Home » The State needs a dependable primary health pharmacy service
Maybe I’m getting old and complacent, but I’m extremely positive about the new community pharmacy agreement. It’s not perfect, but it sure is an order of magnitude better than where we stood a year ago. Having spoken to quite a few pharmacists I can see that the majority seemed to feel that it marks a key point in our profession’s progress. Yes, they have concerns, most of which are reasonable and predictable. Don’t forget that some of our representatives at the table are practising pharmacists, they know what will work for community pharmacy. Inevitably, social media will help foster a steady diet of unrelenting negativity, rage and polarisation. As trained scientists, we owe it to ourselves to look at the evidence. The pseudo-enraged reaction that somebody shouts across a chat group is never a good place to form opinions. We owe it to ourselves, individually, to examine carefully the document that has been put in front of us. In my case, what do I see?
															The first thing that jumps out at me is that we have a result. Look at our shopping list before we went into these negotiations — a seat at the national healthcare table. One of the deep frustrations that we have all been feeling, over the last few decades, is the clear lack of both awareness and inclusion of community pharmacy in the decisions that were affecting our day-to-day pharmacy lives. An obvious symptom has been the lack of a Chief Pharmaceutical Officer. This high-level departmental position is charged with an overview of the intersection of pharmacy, with the State. It is hard to understate how important this position will be. Just like the Chief Medical Officer for medicine, their job will be strategic overview and leadership for the pharmaceutical sector.
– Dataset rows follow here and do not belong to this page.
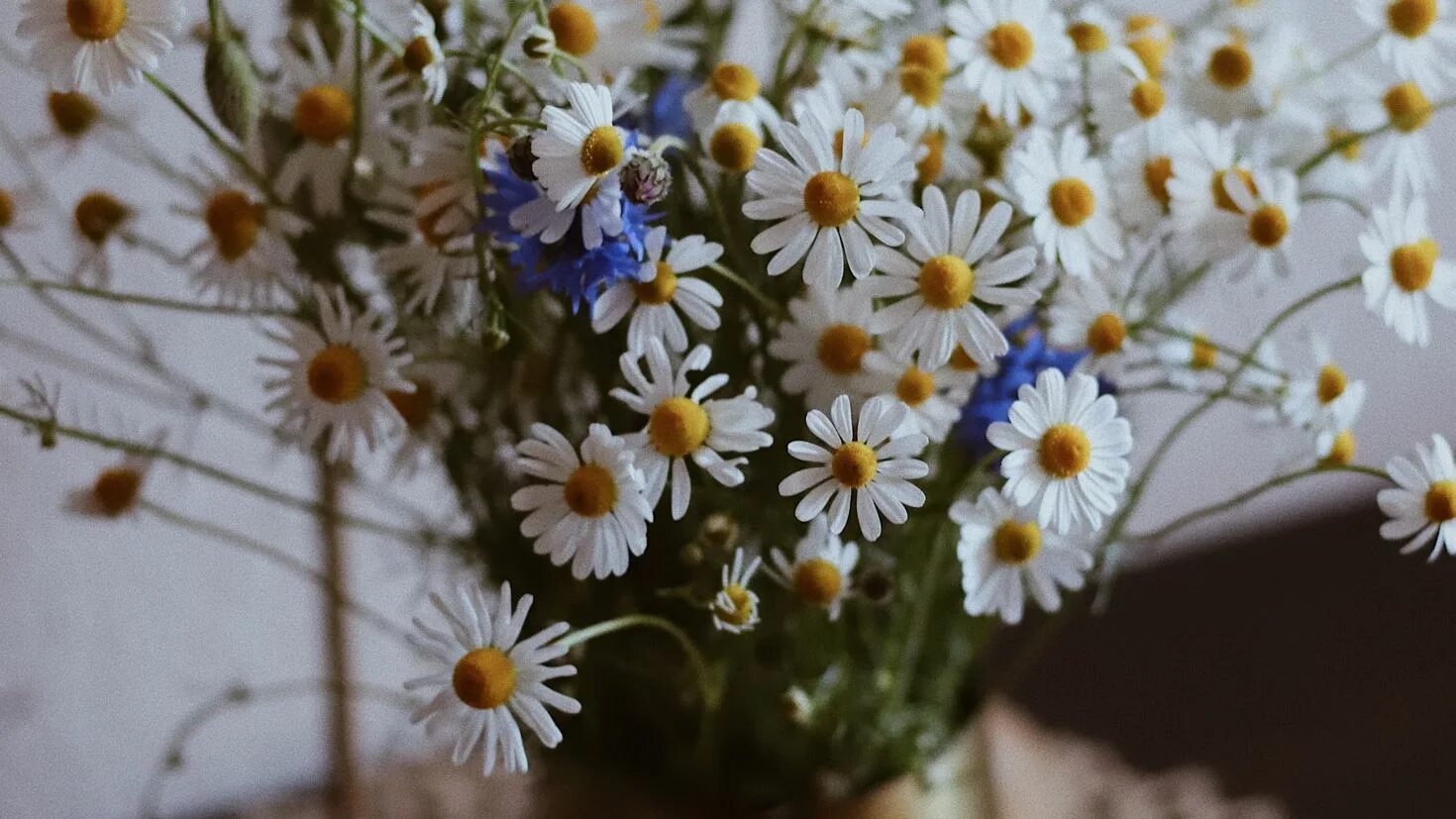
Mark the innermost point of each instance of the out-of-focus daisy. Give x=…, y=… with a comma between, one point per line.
x=686, y=424
x=662, y=291
x=98, y=44
x=588, y=511
x=1422, y=506
x=488, y=681
x=1006, y=556
x=873, y=467
x=830, y=207
x=1066, y=194
x=947, y=278
x=1066, y=452
x=820, y=570
x=1405, y=266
Another positive is we have finally broken the psychological barrier of a fee increase. For the first time in seventeen years, we have seen an uplift in fees. Yes, it is not a reversal of FEMPI, but it is a start. Additionally, we have seen an increase in the allowances paid to pharmacies for delivering additional services. I, for one, am delighted that the training grant has been increased. Having put quite a few trainee technicians through my pharmacy, it is great to think that I will now be able to recoup at least the full fee cost of their training. It is also good to see that I can finally see a recognition of the serious investment I make annually to access medical information subscriptions.
The rollout of the Common Conditions Service will be an integral part of the evolution of community pharmacy in Ireland. It will obviously take a little time to bed down. But I have no doubt that it will be a core aspect of community pharmacy in the future. It is quite evident that primary care medicine, in the form of GP practices, is, and will continue to be, under considerable pressure. To protect the nation’s health, the State needs to have a dependable and trusted primary health pharmacy service to work alongside the others. Community pharmacy is well positioned to deliver on this important strategic objective. We have proven that we can be entrusted to deliver high quality services, such as vaccination, at a level that is integral to the successful rollout of key services.
The issue of phased dispensing has been a lightning rod for almost a decade. Getting confused with blister packing hasn’t helped. It has now come to a head. The decisions around this are controversial and illustrate the key part we play in helping vulnerable populations. I feel that this issue is more nuanced, with much of the discussion still to take place.
The final section of the agreement is, to my mind, going to be utterly transformative. Being late to the technology party has meant that Ireland has been a laggard in the delivery of electronic health services. The lack of a national electronic health record is truly extraordinary in 2025. While the good news is that it is coming, it is important that it is delivered in a way that recognises and includes pharmacy as a key component. There are a lot of three- and four-letter acronyms been thrown about in health IT. Whether it is proper electronic prescriptions, updating health records for vaccination or common condition services, we will have a key role in keeping people’s electronic health record up to date. An obvious requirement, from our point of view, is to have reliable IT systems that can interact with this critical State infrastructure. Our pharmacy systems will need to be certified to ensure the day are sufficiently robust and secure to deliver digital health services.
Finally, it would be wrong not to thank those that have worked unrelentingly to deliver this agreement. To both the staff and the committee members that delivered this, thank you!